Frequent tablet moves between nodes

YDB automatically balances the load by moving tablets from overloaded nodes to other nodes. This process is managed by Hive. When Hive moves tablets, queries affecting those tablets might experience increased latencies while they wait for the tablet to get initialized on the new node.

YDB considers usage of the following hardware resources for balancing nodes:

  • CPU
  • Memory
  • Network
  • Counter

Autobalancing occurs in the following cases:

  • Imbalanced Hardware Resource Usage

    YDB uses the Scatter metric to evaluate the balance of hardware resource usage. For more details on the Scatter metric's calculation logic and balancing triggers, see the Resource Usage Imbalance section.

  • Overloaded nodes (CPU and memory usage)

    Hive initiates balancing in case of a significant load asymmetry (for example, > 90% on one node and < 70% on another). Learn more here: Node Overload.

  • Uneven distribution of database objects

    For tablets with no explicit resource consumption, Hive uses a fake Counter resource to ensure their even distribution. Balancing is triggered if this distribution becomes skewed. Learn more: Even Distribution for a Specific Object.

Diagnostics

  1. See if the Tablets moved by Hive chart in the DB status Grafana dashboard shows any spikes.

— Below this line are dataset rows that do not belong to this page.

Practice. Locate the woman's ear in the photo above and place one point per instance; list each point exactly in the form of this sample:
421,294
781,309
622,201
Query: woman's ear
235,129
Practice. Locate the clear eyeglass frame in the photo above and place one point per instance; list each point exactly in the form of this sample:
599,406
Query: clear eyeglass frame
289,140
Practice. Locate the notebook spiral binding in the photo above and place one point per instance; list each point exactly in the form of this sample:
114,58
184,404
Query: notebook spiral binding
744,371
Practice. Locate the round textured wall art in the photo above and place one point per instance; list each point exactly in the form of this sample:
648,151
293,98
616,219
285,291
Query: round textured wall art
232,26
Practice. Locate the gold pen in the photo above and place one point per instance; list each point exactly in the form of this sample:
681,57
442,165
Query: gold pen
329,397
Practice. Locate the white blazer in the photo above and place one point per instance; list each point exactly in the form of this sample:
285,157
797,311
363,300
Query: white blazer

     This chart displays the time-series data for the number of tablets moved per second.
    
  2. See the Hive balancer stats.

    1. Open Embedded UI.

    2. Click Developer UI in the upper right corner of the Embedded UI.

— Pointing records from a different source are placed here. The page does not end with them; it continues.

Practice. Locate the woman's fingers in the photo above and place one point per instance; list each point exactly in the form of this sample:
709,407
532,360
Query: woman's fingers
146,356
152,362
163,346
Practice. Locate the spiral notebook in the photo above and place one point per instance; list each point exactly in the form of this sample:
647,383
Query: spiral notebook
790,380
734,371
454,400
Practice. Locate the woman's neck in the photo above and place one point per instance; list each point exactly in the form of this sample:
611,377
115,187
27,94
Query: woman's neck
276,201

    3. In the Developer UI, navigate to Tablets > Hive > App.

      See the balancer stats in the upper right corner.

      cpu balancer

    4. Additionally, to see the recently moved tablets, click the Balancer button.

      The Balancer window will appear. The list of recently moved tablets is displayed in the Latest tablet moves section.

Recommendations

Adjust Hive balancer settings:

  1. Open Embedded UI.

  2. Click Developer UI in the upper right corner of the Embedded UI.

  3. In the Developer UI, navigate to Tablets > Hive > App.

  4. Click Settings.

  5. To reduce the likelihood of overly frequent balancing, increase the following Hive balancer thresholds:

    Parameter

    Description

    Default value

    MinCounterScatterToBalance

    The threshold for the counter scatter value. When this value is reached, Hive starts balancing the load.

    0.02

    MinCPUScatterToBalance

    The threshold for the CPU scatter value. When this value is reached, Hive starts balancing the load.

    0.5

    MinMemoryScatterToBalance

    The threshold for the memory scatter value. When this value is reached, Hive starts balancing the load.

    0.5

    MinNetworkScatterToBalance

    The threshold for the network scatter value. When this value is reached, Hive starts balancing the load.

    0.5

    MaxNodeUsageToKick

    The threshold for the node resource usage. When this value is reached, Hive starts emergency balancing.

    0.9

    ObjectImbalanceToBalance

    The threshold for the database object imbalance metric.

    0.02

    Note

    These parameters use relative values, where 1.0 represents 100% and effectively disables balancing. If the total hardware resource value can exceed 100%, adjust the ratio accordingly.

Counter - a fake resource representing a count of tablets of a certain type on a node, used to ensure such tablets are distributed evenly across nodes.